The code is all AVX2 based and the data is in SOA. In order to fetch the data it uses gathers instructions. The first implementation would take 7.8 milliseconds on Ryzen and 5 milliseconds on the 4790k. At that point I was trying to justify the 40%difference with only a 15% difference in core speed (3.7 vs 4.4) After some timings I realized the issue was on my cache usage, it was too aggressive since doing several gathers, that meant 8 cache lines at the time, Ryzen got much much smaller caches and that s why it was suffering. I changed the code back in being still AVX2 but to work on AOS data layout, now I got much fewer cache misses and I got a massive boost of around 50% on Ryzen and a few % on the intel. After all those specific optimizations, and Ryzen overclocking to 4.0 ghz the final timings were the following:
Ryzen 1700: 3.85 millisecond
Intel 4790k: 4~ millisecond
Accordingly to this post: Ryzen's halved 256bit AVX2 throughput - AnandTech Forums
Ryzen is issuing two microcode instructions for every the AVX2 instructions, doing a 2x128, that made me interested and went to check the Agnerfog instructions timings for both my Haswell and ryzen architecture: http://www.agner.org/optimize/instruction_tables.pdf
Overall the latency and reciprocal throughput are higher compared to the Haswell architecture.

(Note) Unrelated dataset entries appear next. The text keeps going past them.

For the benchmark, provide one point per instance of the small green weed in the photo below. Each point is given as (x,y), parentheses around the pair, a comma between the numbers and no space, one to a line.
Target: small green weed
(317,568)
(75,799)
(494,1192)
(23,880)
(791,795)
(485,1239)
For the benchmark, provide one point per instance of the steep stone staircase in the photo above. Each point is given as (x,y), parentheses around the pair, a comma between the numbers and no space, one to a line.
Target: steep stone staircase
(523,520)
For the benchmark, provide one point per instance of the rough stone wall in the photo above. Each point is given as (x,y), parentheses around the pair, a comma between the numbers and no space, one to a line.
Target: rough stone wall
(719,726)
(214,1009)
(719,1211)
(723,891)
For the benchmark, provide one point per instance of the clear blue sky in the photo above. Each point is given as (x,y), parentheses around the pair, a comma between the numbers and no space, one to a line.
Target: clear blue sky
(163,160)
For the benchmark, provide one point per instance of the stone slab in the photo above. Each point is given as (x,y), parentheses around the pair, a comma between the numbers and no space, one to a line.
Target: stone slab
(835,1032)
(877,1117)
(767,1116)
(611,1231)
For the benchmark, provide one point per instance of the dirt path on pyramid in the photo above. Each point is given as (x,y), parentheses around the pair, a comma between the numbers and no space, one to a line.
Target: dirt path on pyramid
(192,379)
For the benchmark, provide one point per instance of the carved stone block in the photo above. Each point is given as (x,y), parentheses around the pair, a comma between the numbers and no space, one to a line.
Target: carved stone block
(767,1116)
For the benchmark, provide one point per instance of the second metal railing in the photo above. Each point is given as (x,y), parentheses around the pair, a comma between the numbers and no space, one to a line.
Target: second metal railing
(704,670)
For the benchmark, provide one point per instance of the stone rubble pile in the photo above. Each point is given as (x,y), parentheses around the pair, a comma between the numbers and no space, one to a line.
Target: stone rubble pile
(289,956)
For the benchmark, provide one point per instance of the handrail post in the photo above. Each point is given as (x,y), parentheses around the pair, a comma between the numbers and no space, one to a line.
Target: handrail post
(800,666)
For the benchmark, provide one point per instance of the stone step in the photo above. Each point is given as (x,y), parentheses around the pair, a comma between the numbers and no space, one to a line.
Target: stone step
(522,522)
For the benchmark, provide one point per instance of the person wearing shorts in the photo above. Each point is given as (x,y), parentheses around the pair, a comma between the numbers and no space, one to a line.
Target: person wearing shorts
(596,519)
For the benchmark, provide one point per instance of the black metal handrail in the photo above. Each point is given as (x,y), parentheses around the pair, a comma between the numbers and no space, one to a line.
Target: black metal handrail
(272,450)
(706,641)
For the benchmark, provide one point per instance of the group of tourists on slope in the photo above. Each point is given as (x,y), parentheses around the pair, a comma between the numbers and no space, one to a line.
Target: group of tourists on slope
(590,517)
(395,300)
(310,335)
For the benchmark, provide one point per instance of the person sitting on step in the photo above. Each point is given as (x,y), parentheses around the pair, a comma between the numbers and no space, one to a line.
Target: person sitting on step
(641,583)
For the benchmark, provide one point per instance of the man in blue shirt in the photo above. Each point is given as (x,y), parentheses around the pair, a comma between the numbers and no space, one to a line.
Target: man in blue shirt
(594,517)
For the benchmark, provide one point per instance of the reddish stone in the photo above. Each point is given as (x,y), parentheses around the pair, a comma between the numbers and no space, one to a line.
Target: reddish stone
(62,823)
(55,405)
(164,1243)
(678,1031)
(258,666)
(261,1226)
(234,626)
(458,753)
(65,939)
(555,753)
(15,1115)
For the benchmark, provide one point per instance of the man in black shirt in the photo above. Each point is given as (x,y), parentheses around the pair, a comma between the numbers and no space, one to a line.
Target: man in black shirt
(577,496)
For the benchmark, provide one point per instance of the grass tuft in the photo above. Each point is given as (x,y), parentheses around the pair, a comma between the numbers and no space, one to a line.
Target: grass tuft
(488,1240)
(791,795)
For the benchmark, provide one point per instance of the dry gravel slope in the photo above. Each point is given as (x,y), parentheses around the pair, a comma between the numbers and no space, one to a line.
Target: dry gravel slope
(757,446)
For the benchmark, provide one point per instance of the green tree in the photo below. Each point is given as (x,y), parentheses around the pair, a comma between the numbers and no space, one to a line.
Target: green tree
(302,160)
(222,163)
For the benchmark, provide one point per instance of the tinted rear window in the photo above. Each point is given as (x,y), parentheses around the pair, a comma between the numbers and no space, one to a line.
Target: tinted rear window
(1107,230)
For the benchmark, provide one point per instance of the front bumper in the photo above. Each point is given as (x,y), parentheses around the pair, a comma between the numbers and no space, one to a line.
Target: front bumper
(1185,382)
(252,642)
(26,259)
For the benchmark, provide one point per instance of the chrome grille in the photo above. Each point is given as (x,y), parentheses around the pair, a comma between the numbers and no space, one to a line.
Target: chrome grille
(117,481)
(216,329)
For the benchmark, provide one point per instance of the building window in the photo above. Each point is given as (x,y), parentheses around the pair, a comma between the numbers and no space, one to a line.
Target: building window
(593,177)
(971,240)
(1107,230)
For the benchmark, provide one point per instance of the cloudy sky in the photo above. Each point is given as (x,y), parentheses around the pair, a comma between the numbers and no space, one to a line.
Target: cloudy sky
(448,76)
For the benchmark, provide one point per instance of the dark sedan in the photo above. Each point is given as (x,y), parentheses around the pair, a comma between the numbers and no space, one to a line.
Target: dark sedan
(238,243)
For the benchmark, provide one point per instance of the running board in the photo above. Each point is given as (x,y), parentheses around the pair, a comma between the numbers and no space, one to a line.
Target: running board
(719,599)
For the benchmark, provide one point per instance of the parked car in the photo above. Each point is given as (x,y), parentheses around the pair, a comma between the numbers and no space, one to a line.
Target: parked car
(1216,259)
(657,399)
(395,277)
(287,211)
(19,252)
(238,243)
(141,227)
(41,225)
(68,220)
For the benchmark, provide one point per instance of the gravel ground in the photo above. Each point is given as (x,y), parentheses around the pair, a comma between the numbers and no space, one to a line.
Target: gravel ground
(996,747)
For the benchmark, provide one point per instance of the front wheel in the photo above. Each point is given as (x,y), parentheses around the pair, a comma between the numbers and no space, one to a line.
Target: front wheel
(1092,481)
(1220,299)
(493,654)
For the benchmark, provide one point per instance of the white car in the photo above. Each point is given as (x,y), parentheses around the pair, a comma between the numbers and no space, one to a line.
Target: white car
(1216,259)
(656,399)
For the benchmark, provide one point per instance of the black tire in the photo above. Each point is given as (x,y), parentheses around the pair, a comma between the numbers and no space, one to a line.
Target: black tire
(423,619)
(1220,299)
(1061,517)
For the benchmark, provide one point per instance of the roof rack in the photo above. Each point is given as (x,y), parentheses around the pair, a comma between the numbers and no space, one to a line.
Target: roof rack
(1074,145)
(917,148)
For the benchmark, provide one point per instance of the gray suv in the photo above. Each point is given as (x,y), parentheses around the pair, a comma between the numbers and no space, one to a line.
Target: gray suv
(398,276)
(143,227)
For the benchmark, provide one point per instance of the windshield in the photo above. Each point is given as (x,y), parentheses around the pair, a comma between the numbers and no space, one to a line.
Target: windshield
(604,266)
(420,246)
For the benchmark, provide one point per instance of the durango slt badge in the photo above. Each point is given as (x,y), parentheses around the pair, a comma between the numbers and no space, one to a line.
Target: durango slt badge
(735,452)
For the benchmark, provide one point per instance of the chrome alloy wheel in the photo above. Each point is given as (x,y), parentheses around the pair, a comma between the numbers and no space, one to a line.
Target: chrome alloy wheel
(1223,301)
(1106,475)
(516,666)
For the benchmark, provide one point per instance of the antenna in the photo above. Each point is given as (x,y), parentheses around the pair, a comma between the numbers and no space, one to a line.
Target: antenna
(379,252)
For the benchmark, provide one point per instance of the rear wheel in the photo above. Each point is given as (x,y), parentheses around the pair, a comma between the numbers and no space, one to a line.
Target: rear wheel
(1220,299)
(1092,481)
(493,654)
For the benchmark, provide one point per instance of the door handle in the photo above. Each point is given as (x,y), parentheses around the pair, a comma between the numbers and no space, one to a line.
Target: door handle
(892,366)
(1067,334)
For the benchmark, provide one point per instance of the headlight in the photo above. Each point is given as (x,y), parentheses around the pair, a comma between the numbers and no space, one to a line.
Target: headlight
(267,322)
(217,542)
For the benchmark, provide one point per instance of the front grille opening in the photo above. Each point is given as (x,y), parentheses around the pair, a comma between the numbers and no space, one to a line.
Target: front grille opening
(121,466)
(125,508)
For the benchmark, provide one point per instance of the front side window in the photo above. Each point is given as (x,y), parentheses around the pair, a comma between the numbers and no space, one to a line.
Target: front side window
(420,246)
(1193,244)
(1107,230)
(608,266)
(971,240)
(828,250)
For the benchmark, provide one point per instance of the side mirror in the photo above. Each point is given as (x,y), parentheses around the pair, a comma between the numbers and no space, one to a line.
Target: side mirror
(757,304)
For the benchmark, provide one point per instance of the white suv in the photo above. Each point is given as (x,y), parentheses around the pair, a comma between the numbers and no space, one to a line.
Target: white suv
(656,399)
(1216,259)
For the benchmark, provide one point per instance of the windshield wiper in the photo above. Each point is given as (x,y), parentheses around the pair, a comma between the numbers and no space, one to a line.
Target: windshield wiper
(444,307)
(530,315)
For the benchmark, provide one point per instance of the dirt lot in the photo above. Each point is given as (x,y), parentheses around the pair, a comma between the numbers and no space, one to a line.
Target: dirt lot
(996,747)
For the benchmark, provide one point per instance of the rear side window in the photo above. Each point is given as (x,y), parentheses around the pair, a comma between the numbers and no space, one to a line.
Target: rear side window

Which left me even more puzzled in the result I was seeing.
TLDR
I am trying to figure out how a core with lower freq and supposedly slower AVX2 instructions, lower cache sizes can beat a processor with higher freq, faster instructions, and bigger caches.
Don't get me wrong, I am not here to bash on the 1700, the opposite, I am quite amazed. I am trying to figure out what other architectural factors might justify the timings I am seeing.
The code is single threaded, so the infinity fabric should not influence, the memory access is quite random in memory due to the nature of the algorithm so in this specific case, I am not sure the new prefetcher in Ryzen can do miracles. The Ryzen system has a faster ram, 2930 Mhz compared to 1666 on my Intel, but I actually checked the performance with ram at 1333 on ryzen, before any software optimization the ram bump in speed gave me only around 400 microseconds speed up from 8200 micros to 7800. Finally, I checked the generated assembly on both platforms and was pretty much identical.
I would love to discuss this topic if anyone is interested, I can also provide the snippet of code since is fairly contained.